The pickiness of the lawyer is totally pretextual. Nothing will satisfy him.
Posted by: Supremacy Claus | Sep 15, 2009 7:15:53 PM
Oh Kent, is there anything about DP that you don't love? Breaking news, there isn't a magical gas that will instantly kill someone without excessive pain.
Posted by: . | Sep 15, 2009 7:35:55 PM
There are currently 10 R and 5 D active judges with one Obama nominee waiting confirmation. The one Reagan and one H W Bush appointees are now eligible for senior status. If they avail it during Obama term, then Sixth will be 8-8 and perhaps less rancorous en banc decisions.
The 6th and the 8th might be the only circuits that won't have a D majority by the end of one Obama term. They have not only a R majority, but a W Bush majority.
Posted by: . | Sep 15, 2009 7:40:36 PM
7:35
There are certain vaporized organophosphates that have 100% quick acting lethality. With that said, I doubt any state wants to be labeled as using nerve gas on American citizens.
Posted by: .. | Sep 15, 2009 11:03:41 PM
"With that said, I doubt any state wants to be labeled as using nerve gas on American citizens."
Thanks for the info, but I think texas and florida will disagree with you.
Posted by: . | Sep 16, 2009 8:54:59 AM
If I recall, this is now three consecutive attempted executions in Ohio that have not gone very smoothly.
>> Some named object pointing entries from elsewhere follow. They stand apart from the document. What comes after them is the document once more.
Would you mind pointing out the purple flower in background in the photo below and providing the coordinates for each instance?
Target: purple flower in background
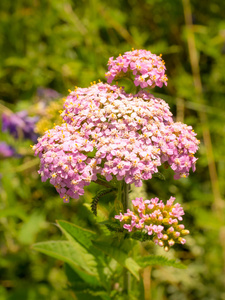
(20, 125)
(6, 150)
(50, 94)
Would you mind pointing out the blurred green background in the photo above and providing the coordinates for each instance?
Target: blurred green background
(59, 44)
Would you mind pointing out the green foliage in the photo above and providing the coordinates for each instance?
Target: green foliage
(159, 260)
(60, 44)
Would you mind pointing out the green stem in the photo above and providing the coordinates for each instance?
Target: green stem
(123, 195)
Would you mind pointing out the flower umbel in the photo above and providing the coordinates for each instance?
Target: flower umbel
(159, 220)
(117, 135)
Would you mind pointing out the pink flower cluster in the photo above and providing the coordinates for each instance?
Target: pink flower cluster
(116, 135)
(148, 69)
(156, 219)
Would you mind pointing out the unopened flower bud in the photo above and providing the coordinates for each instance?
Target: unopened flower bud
(181, 241)
(185, 232)
(166, 248)
(170, 230)
(166, 221)
(180, 227)
(171, 243)
(176, 234)
(161, 244)
(165, 237)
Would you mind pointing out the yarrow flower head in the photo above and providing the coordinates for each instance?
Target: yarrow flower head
(116, 135)
(156, 219)
(148, 69)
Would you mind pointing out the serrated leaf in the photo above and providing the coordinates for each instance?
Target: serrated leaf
(159, 260)
(119, 255)
(79, 234)
(75, 255)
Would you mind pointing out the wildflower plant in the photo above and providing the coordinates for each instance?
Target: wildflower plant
(116, 139)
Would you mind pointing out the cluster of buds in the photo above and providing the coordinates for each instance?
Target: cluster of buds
(148, 69)
(119, 136)
(159, 220)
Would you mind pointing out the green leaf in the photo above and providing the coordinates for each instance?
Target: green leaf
(83, 262)
(119, 255)
(78, 285)
(79, 234)
(159, 260)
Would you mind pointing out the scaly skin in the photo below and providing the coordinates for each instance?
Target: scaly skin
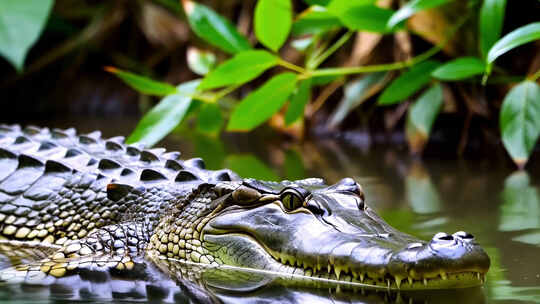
(102, 204)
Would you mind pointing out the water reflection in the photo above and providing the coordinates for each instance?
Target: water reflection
(192, 283)
(500, 207)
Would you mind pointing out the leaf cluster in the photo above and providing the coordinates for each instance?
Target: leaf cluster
(317, 32)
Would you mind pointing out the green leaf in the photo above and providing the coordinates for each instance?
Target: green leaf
(21, 23)
(141, 84)
(408, 83)
(315, 20)
(273, 19)
(411, 8)
(520, 121)
(240, 69)
(211, 150)
(361, 15)
(490, 23)
(210, 119)
(262, 103)
(322, 80)
(355, 93)
(293, 166)
(250, 166)
(520, 208)
(298, 102)
(460, 68)
(165, 116)
(421, 116)
(522, 35)
(214, 29)
(200, 62)
(302, 44)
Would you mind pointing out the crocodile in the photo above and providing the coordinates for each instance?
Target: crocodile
(83, 202)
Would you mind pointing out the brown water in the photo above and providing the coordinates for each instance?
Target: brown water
(501, 208)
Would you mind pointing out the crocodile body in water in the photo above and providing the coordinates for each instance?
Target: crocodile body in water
(79, 203)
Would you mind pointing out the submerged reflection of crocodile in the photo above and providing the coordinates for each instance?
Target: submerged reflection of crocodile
(104, 205)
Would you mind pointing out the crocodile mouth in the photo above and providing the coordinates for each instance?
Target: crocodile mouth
(440, 280)
(348, 276)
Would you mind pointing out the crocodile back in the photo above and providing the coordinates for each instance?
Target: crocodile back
(56, 185)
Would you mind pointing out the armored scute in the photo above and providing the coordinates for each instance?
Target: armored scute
(77, 203)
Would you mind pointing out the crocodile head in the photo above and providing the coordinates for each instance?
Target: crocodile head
(310, 229)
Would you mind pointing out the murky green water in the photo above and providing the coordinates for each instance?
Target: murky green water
(482, 196)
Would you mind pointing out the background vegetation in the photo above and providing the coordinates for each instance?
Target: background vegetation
(300, 65)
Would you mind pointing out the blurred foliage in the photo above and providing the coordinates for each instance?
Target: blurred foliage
(281, 61)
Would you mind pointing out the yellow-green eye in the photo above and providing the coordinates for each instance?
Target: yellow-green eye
(291, 199)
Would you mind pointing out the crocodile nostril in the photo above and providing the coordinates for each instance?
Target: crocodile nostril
(443, 237)
(464, 235)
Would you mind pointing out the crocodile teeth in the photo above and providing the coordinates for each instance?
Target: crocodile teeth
(338, 272)
(398, 281)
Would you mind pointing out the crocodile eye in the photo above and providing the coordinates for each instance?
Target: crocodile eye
(291, 199)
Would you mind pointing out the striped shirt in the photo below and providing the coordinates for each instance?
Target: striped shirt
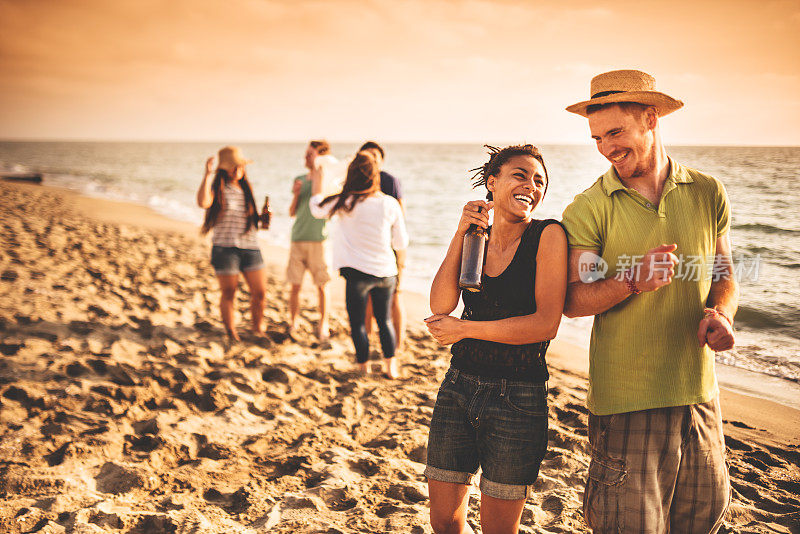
(644, 352)
(232, 222)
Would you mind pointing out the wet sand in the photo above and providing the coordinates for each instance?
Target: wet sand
(123, 410)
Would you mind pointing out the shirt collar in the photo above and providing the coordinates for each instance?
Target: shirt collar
(677, 175)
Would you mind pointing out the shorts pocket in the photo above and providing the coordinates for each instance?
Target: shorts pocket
(527, 400)
(601, 499)
(607, 471)
(449, 378)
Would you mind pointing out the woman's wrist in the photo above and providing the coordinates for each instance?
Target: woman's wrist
(717, 313)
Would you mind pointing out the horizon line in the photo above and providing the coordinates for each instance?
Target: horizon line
(347, 141)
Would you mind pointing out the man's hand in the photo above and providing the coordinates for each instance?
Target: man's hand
(717, 332)
(656, 268)
(446, 329)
Something is really up in Ohio.
I'm actually with SC on this one--shot to head is a far more humane way of executing someone. Quick, painless, cheap, and nearly 100% effective. But we will never enact such a measure, because it will make witnesses to the execution uncomfortable. Same reason why states use a paralyzer drug for lethal injections, and why Ohio refused to allow an inmate to decline covering his face when Old Sparky was still around. How odd that states, in their efforts to claim humaneness, have concerned themselves more with the comfort of the witnesses than the effectiveness of the method.
Posted by: Res ipsa | Sep 16, 2009 9:08:00 AM
1) Negative: There are several gases that can kill "instantly"; one is harmless in low concentrations, kills instantly (one or two gulps) in high concentratiions,has no risk of explosion, amd is cheap to produce. Every chemist or toxicologist should know what it is.
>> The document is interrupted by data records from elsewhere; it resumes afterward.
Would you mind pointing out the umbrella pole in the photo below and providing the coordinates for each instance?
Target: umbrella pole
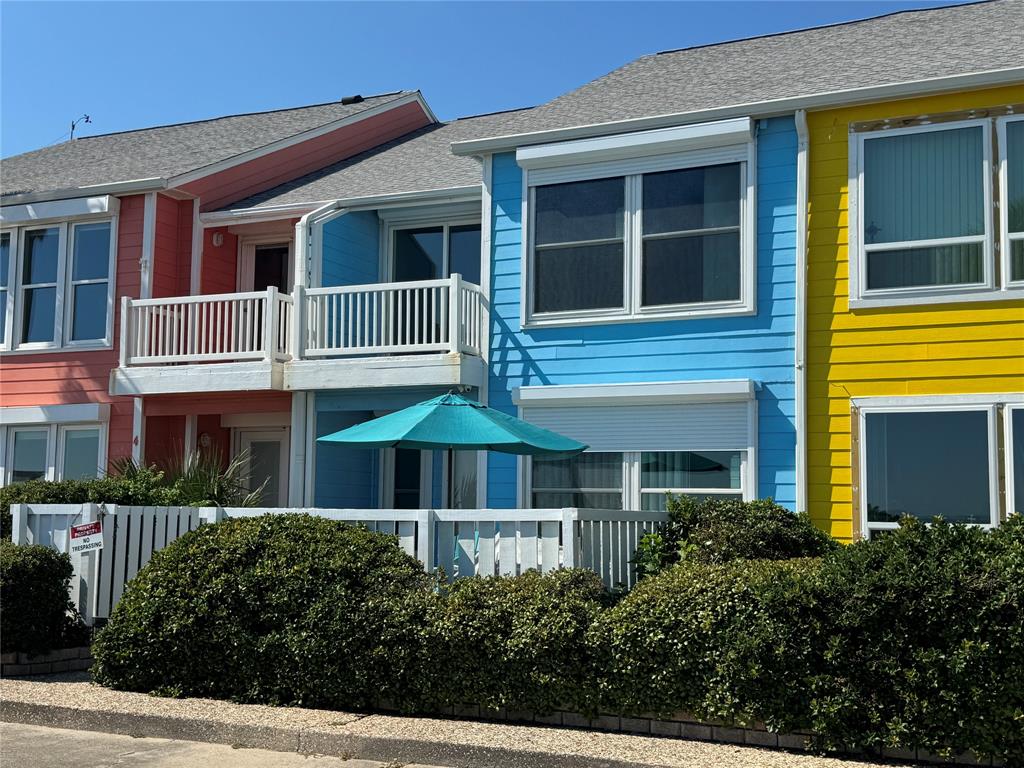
(451, 495)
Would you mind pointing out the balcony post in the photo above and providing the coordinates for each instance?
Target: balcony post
(298, 340)
(455, 299)
(123, 352)
(271, 315)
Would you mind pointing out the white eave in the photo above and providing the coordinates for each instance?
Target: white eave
(785, 105)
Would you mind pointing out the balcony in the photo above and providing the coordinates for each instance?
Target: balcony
(427, 333)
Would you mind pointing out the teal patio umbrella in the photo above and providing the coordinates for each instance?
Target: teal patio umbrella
(455, 423)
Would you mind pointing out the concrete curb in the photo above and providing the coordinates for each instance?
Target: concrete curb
(303, 740)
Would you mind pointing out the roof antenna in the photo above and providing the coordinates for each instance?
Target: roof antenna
(75, 123)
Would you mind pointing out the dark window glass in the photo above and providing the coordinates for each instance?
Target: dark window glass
(419, 254)
(690, 269)
(92, 252)
(38, 314)
(41, 256)
(579, 278)
(580, 211)
(464, 252)
(927, 465)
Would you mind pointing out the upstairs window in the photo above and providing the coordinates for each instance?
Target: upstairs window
(56, 286)
(665, 237)
(924, 223)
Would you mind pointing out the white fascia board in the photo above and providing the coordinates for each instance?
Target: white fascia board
(71, 414)
(397, 200)
(58, 209)
(133, 186)
(298, 138)
(650, 393)
(625, 145)
(786, 105)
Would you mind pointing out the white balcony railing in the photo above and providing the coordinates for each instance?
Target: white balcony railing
(437, 315)
(254, 326)
(441, 315)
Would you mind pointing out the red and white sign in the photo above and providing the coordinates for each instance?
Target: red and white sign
(87, 537)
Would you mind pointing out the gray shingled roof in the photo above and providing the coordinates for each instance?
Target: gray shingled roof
(167, 151)
(895, 48)
(417, 162)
2) on 7 June 2000, the state of Florida botched most terribly the execution of Benny Demps, whose conviction was a close thing. When the Goons could not find a vein, they called in a "medically trained" person (doctor?) to do a cut down--that is cutting through the skin to find a vein. Even that was botched, and Demps said that "it was butchery".
3) In Alabama, a man named Moore had his injection postponed because the killers could not find a vein. And the beat goes on.
Previously, Executions went off without a hitch; Ohio's firstv two elecrocutins, on 20 April 1897 --- that's right, 1897 -- went off without any problems, the two condemned "looked like they were falling asleep". Instead of improving the pocedure, changes made in the procedure made the murder most foul. What did they know then that we do not know now?
When done properly, even hanging is relatively painless. If we must continue the barbaric practice of state sanctioned murder, at least do it properly. Better yet, let us join the rest of the civilized world and abolish the death penalty, except for Damyankee fans.
G M Larkin MD
Forensic Patholoogist
Posted by: Glenn Larkin | Sep 16, 2009 9:12:43 AM
Has anyone checked the files we confiscated after WWII? Maybe Kent can file a FOIA request to gain some insight on the best way to run a gas chamber.